Aim: The present work was executed to develop a biocompatible parenteral formulation for pharmacokinetics, efficacy and toxicology studies of GBO-006, a highly selective polo-like kinase 2 (PLK2) inhibitor that demonstrated significant tumor regression in xenograft models on intraperitoneal alternate day dosing with the DMSO.
Methods: Different technologies such as cosolvency, complexation, and micelle solubilization have been explored but failed to improve the aqueous solubility at higher concentrations. Crystalline and lipid-based nanosuspensions using different surfactants were developed and evaluated for both solubility and stability. Nanosuspensions were prepared by Ultra-Turrax homogenization followed by bead milling and microfluidics evaluated for particle size reduction and morphology. The optimized formulation was checked for pharmacokinetics, antitumor activity, and tolerability.

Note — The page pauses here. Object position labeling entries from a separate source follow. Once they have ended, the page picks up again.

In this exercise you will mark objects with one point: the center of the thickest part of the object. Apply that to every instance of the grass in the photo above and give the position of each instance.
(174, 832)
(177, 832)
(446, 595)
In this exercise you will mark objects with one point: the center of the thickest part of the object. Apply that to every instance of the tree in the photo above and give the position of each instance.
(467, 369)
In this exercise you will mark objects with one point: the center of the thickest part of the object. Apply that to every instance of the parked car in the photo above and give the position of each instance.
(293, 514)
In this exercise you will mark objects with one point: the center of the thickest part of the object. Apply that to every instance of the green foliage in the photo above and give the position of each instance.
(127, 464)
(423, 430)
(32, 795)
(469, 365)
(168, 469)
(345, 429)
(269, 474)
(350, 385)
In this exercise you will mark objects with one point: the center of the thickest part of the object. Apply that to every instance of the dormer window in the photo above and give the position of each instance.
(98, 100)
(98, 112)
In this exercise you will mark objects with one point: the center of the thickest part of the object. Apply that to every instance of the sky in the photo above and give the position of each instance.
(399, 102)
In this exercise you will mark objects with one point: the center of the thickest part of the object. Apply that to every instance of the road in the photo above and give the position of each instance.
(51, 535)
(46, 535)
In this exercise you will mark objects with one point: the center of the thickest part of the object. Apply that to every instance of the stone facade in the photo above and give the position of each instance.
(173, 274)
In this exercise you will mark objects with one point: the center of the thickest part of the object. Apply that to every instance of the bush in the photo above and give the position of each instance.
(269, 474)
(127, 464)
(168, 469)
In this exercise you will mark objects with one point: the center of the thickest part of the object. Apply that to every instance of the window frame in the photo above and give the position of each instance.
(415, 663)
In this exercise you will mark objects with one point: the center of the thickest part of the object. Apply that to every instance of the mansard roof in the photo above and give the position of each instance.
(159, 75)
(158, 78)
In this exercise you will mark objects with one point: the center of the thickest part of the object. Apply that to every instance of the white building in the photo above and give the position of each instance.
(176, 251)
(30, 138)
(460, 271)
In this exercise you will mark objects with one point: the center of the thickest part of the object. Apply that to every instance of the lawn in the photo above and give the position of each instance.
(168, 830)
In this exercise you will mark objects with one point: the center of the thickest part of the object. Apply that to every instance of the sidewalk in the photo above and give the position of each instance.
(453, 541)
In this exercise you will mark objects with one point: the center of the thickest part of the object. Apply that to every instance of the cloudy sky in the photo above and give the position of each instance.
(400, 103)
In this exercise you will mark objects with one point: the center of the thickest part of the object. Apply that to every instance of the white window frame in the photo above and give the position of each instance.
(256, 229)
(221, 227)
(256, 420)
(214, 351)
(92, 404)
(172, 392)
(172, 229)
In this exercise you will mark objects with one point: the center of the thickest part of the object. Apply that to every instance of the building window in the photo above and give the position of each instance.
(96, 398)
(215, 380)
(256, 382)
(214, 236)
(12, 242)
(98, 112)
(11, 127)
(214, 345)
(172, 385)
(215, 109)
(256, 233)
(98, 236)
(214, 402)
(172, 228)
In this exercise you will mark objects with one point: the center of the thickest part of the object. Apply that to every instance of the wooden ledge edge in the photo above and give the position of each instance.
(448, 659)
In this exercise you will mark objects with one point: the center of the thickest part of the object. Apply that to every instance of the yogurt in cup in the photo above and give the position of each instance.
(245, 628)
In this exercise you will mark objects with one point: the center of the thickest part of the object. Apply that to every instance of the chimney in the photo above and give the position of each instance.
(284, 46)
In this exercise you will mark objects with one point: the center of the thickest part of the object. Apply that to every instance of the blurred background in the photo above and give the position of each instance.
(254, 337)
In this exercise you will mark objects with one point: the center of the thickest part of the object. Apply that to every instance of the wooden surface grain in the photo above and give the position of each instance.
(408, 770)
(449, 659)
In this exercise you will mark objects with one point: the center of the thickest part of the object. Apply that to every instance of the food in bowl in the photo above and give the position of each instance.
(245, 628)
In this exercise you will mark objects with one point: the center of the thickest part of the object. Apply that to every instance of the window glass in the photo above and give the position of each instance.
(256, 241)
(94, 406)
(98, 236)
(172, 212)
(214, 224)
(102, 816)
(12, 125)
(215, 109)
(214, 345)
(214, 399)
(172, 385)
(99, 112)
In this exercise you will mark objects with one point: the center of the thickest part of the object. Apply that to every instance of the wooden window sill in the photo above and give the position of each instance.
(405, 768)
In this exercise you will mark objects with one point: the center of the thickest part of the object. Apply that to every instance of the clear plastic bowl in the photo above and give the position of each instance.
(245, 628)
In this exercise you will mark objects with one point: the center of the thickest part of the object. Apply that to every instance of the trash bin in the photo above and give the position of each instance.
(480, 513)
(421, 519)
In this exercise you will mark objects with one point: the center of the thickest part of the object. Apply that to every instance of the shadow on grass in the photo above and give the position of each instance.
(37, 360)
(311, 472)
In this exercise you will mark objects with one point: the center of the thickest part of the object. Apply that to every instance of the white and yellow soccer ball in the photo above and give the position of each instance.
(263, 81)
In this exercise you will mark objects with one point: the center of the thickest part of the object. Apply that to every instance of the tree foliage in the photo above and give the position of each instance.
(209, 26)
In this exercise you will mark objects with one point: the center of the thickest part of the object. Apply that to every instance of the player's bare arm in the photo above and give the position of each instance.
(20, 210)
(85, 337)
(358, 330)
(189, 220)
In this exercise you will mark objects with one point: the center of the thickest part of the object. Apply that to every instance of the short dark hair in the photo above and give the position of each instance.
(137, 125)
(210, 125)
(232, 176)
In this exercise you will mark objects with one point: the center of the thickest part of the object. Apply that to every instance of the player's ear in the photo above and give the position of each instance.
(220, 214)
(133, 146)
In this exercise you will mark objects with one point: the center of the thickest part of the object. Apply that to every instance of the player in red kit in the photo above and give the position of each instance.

Conclusions: Nanosuspensions prepared by bead milling were stable for more than 2 weeks and showed reduced particle size of 0.26–0.3 μ. Rat and mouse intravenous and intraperitoneal pharmacokinetic studies showed a significant improvement in Cmax, AUC and systemic clearance of the compound. We have developed a biologically compatible parenteral formulation for a first-in-class, novel anticancer agent that will be progressed toward IND enabling studies.
ID & Participating forAuthor(s) Name: Srinivas Maddi*, Srinivas Lenkalepally, Pratima Srivastava, Duraiswamy A. Jeyaraj, Arnab Roy Chowdhury, Lakshman Rajagopalan, Jang B. Gupta
KEY WORDS: Antitumor activity, Biodistribution, Nanosuspension, Pharmacokinetics, Polo-like kinase 2 inhibitor, Triple negative breast cancer
The development of a novel antitumor agent that is more effective against tumor cells resistant to currently available agents is expected to complement existing treatments in the fight against this deadly disease.[1-3] The polo-like kinases 1 (PLK 1) in cancer is well documented, and PLK3 has been demonstrated to be a tumor suppressor, little is known about the oncogenic significance of PLK2.[4,5] PLK2 kinase activity is essential for centriolar duplication and is also believed to play a regulatory role in the survival pathway by physically stabilizing the TSC1/2 complex in tumor cells in hypoxic conditions.[6-8] In our attempt to develop ATP-mimetic compounds that are cytotoxic against a panel of cancer cell lines, we identified several sulfonyl pyridopyrimidines that exhibit cytotoxicity at nanomolar concentrations.[9-11] The most potent of these compounds, GBO-006 (2-(1H-indol-5-ylamino)-6-(2, 4-difluorophenylsulfonyl)-8‑methylpyrido [2, 3-d] pyrimidin-7(8H)-one) was found to be a specific PLK2 inhibitor when profiled against a panel of 288 wild-type, 55 mutant and 12 special kinases. The cytotoxic effect of the drug is mediated by apoptosis as evidenced by the induction of Caspase 3/7 activity and by the cleavage of PARP in a dose-dependent manner. Intraperitoneal alternate day dosing of GBO-006 using 100% DMSO as formulation lead to significant tumor regression in Xenograft models, demonstrating proof of concept of PLK2 inhibition in vivo. However, GBO-006 showed poor solubility in aqueous media (<0.1 μg/mL), had a low Caco2 permeability (5. 2 × 10−6cm/s) and a crystalline nature, making it very hard to have a feasible formulation with moderate concentration, prompting studies to develop a preclinical formulation. In this paper, we have presented the systematic investigation
on pharmacokinetics and antitumor activity and tolerability of parenteral GBO-006 nanosuspension formulation.